Mostrava-se mais lépido e faceiro que em dias anteriores. Sempre de terno e gravata, entrou no restaurante e sentou na minha mesa com aquele sorriso permanente que parecia ter sido colado com superbonder. Verdade que a gravata já vira dias melhores, e o terno de tecido nobre já mostrava sinais de cansaço. Mas aquele sorriso eterno nunca precisou ser revitalizado.
Conversamos sobre amenidades, enquanto eu refletia como é que pode um ser humano atolado em uma tragédia não demonstrar isso. Nem mesmo em um fiapo fugitivo de amargura no semblante.
Com 50 e poucos anos, recebia uma aposentadoria precoce de bom tamanho. Separado da mulher em condições humilhantes, o dinheiro encolhia em parte pela pensão e parte por ele dar outro tanto para os filhos.
– Tens visto o o professor?
Não, eu não tinha visto o professor.

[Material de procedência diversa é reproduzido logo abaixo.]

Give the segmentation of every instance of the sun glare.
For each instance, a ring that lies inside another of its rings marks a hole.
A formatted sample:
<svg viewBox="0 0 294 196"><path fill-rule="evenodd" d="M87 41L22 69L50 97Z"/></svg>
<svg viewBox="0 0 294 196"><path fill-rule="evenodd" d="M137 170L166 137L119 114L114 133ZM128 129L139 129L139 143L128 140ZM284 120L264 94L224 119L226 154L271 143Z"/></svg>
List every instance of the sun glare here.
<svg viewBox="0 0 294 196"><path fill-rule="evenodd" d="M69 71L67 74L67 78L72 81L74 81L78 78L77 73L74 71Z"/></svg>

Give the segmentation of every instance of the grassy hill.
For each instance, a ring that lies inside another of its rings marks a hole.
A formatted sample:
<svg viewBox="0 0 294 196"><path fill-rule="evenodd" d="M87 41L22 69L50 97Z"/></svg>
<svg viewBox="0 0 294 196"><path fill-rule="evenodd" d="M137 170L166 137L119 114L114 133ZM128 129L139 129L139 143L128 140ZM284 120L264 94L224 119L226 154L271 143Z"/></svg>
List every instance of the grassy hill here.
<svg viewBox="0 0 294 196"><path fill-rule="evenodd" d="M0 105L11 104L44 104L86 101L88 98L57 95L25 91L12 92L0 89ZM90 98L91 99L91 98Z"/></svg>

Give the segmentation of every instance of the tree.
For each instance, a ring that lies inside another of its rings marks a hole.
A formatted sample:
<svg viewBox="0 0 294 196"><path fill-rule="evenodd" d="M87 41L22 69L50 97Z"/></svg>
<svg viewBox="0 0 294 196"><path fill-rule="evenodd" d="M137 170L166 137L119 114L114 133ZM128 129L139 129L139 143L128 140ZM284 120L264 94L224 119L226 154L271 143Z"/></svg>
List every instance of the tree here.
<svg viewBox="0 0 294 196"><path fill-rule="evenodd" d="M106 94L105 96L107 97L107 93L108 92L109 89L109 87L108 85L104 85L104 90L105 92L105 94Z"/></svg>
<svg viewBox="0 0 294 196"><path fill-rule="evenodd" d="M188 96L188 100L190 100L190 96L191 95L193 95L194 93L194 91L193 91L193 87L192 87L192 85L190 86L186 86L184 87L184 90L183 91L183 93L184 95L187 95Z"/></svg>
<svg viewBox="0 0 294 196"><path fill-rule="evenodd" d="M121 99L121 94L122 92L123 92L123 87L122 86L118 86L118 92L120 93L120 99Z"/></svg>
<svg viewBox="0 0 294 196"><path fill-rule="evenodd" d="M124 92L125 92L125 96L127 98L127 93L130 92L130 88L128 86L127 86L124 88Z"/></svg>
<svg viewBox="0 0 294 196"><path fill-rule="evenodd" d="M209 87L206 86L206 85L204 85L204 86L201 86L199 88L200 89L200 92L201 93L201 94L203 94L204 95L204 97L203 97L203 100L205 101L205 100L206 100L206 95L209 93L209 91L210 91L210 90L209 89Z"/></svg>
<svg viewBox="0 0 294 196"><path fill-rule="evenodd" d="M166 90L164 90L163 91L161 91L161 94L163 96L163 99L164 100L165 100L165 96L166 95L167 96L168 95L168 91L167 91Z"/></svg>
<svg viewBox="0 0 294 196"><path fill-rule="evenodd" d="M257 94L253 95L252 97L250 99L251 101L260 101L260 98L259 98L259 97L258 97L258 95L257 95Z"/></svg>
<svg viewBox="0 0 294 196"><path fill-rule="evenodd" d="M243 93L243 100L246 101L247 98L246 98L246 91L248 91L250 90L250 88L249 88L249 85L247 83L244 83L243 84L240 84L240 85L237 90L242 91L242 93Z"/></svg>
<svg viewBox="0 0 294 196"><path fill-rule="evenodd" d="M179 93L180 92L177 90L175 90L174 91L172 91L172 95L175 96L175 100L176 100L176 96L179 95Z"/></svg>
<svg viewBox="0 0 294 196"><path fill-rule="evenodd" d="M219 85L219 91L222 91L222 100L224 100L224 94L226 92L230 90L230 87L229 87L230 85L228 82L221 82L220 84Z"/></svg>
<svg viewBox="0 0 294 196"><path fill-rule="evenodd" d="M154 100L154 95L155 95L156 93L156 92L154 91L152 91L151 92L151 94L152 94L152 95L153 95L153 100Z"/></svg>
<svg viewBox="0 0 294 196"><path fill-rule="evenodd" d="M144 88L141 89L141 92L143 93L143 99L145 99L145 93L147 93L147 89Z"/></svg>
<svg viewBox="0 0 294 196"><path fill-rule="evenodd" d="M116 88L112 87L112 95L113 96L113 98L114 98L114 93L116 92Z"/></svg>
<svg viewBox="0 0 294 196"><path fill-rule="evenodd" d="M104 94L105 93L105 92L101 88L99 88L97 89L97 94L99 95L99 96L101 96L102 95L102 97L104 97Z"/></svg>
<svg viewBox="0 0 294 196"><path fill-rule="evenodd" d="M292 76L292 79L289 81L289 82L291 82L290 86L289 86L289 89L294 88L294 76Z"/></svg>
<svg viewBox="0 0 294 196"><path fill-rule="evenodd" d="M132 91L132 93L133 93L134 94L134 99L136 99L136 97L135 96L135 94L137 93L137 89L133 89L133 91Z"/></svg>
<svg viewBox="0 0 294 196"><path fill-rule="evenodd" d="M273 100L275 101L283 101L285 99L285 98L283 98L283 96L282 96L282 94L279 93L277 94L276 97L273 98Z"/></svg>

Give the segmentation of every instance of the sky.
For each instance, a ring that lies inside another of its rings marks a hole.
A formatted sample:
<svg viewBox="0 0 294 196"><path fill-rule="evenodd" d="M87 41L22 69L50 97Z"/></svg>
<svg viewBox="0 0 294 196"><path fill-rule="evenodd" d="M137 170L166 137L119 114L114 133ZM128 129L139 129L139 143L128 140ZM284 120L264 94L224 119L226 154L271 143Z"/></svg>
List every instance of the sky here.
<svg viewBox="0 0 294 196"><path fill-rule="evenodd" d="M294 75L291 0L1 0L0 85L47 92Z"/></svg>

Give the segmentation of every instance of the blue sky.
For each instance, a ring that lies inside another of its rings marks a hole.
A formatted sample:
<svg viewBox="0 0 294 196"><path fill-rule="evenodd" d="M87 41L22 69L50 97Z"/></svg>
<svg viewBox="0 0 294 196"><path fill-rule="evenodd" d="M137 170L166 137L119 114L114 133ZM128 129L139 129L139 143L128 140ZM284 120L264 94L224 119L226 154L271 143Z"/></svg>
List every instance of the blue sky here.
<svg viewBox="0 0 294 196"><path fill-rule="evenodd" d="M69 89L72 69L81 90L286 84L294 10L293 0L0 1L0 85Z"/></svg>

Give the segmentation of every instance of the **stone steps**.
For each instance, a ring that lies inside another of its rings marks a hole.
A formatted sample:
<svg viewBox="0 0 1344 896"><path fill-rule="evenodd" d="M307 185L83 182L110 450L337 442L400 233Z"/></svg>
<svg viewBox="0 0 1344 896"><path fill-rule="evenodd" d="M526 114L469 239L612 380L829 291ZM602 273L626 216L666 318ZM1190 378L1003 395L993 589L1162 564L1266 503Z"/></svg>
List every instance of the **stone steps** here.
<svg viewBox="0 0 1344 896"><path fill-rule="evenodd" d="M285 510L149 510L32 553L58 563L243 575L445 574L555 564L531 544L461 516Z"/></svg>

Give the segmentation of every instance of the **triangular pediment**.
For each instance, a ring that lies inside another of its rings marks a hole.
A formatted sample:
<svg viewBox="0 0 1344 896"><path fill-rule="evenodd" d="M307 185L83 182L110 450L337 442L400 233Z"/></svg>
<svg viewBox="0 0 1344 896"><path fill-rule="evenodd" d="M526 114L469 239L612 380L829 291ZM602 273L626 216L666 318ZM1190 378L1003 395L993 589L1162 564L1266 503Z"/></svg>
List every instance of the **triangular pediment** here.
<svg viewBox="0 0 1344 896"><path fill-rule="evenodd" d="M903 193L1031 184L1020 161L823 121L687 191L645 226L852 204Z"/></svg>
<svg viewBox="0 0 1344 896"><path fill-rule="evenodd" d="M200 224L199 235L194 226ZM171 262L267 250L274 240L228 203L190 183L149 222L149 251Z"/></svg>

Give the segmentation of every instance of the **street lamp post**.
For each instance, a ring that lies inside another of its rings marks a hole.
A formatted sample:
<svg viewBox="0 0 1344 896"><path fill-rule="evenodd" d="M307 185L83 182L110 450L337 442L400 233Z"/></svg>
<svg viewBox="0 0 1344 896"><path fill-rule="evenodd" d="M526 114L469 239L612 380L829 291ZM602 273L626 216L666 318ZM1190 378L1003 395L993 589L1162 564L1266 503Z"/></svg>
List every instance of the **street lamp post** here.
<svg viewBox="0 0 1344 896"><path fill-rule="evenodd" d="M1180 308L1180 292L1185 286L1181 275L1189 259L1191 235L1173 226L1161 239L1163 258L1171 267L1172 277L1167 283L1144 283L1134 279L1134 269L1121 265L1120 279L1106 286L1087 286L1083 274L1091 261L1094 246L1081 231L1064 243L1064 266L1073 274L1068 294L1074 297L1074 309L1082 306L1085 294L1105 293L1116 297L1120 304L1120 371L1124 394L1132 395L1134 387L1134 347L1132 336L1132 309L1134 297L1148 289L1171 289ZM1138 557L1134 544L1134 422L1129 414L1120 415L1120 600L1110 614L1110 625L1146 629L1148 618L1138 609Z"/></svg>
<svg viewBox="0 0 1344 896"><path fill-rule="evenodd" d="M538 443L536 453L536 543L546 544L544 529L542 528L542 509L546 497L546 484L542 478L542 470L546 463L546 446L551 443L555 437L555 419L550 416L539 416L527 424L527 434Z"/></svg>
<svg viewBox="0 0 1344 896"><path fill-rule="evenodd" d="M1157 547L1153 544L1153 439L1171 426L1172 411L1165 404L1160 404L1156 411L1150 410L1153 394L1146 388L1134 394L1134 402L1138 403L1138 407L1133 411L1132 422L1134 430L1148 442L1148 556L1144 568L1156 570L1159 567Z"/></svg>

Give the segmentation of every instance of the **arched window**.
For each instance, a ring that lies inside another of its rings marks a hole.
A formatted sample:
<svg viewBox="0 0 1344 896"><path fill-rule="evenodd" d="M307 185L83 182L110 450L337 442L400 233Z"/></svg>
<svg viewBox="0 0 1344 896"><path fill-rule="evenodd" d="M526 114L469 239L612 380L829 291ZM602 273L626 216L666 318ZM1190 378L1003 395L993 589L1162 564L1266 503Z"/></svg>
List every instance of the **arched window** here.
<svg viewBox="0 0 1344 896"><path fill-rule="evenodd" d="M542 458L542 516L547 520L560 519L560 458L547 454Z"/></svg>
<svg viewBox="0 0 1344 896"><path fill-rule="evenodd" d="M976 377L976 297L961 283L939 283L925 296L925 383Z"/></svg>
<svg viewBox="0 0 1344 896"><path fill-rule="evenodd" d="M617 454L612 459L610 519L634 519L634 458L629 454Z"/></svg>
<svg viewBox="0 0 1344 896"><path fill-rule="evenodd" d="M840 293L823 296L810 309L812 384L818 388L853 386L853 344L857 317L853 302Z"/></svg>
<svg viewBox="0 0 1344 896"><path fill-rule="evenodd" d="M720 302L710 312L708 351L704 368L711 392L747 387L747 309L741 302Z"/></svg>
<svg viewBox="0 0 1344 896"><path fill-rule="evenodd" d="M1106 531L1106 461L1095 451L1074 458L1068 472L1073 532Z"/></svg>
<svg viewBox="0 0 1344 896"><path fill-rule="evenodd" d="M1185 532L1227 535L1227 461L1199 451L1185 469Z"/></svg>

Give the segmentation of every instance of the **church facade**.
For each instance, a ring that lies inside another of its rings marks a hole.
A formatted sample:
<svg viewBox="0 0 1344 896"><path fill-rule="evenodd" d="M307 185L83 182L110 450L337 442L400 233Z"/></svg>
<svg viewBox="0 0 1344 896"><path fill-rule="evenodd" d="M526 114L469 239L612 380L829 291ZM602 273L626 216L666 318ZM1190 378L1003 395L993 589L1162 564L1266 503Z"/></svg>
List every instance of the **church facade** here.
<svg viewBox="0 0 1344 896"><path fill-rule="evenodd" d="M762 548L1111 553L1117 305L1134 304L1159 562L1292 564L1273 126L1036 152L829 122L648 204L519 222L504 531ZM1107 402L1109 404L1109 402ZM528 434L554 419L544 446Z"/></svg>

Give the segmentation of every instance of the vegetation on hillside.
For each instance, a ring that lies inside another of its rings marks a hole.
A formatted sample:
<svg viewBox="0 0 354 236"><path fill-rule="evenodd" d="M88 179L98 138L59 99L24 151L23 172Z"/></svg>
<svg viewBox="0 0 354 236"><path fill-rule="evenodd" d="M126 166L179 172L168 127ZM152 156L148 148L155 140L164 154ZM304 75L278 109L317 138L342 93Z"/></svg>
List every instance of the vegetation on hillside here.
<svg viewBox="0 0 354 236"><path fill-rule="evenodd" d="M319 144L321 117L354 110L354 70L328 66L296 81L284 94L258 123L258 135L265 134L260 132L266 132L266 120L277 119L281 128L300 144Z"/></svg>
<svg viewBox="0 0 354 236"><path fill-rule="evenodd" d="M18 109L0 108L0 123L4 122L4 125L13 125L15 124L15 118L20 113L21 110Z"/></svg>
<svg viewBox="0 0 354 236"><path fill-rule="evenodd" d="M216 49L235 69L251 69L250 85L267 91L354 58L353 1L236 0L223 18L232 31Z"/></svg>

Eu comia um puchero, uma das poucas casas que serviam esse ensopado, mas que nesta casa era seco, com a espiga de milho apontando para cima como se fosse um dedo de Deus gorducho.
Aquele sorriso acompanhava o mastigar. Eu sabia, mas não por ele que, à medida que o mês passava, o dinheiro encolhia antes do próximo entrar no seu bolso, como que pedindo desculpas por ser tão pouco.
Pior, nem sempre conseguia pagar a diária de um hotel de terceira categoria, o que o levava a recorrer a um abrigo espírita na avenida Ipiranga, cujos hóspedes eram mendigos na sua maioria. Ruim, né? Neste ponto, eu o interrompi para dizer uma bobagem solta no espaço.
– Por que não reduzes a mesada que dás para teu filho? Afinal, tua ex ganha o teu e tem dinheiro de família.
Meu arrependimento acompanhava cada sílaba assim que saía da boca. E ele a devolveu com juros e correção.
– O quê? Eu não posso fazer isso com eles! Não posso e não devo.
Eu e minha boca grande. O sorriso dele não fugiu do rosto. Neste trecho da estrada verbal, peguei o atalho de papo aleatório para ir a lugar nenhum. Eu era um fugitivo da impertinência. A conversa seguia normal, mas por dentro eu sentia remorso.
Neste ponto, aconteceu uma daquelas coincidências milagrosas. A casa estava relativamente cheia, mas se fez um silêncio repentino em que nenhuma palavra dos comensais era ouvida. Nem mesmo um ruído de bandeja jogada no balcão, o tilintar de talheres se chocando, barulho de cozinheiro batendo um bife, nem ruído do trânsito ou buzinas.
O único ruído era o “taquetaque” do compressor da grande geladeira. Em seguida, ele parou emitindo um suspiro característico dessas máquinas frias, quando desligam. Imaginei que talvez ele tivesse ouvido o papo e soubesse da tragédia do homem que nunca perdia o sorriso.
Durou três segundos a trégua. Em seguida, a balbúrdia de um restaurante ao meio dia pediu licença e voltou batendo no rosto do homem que nunca perdeu o sorriso.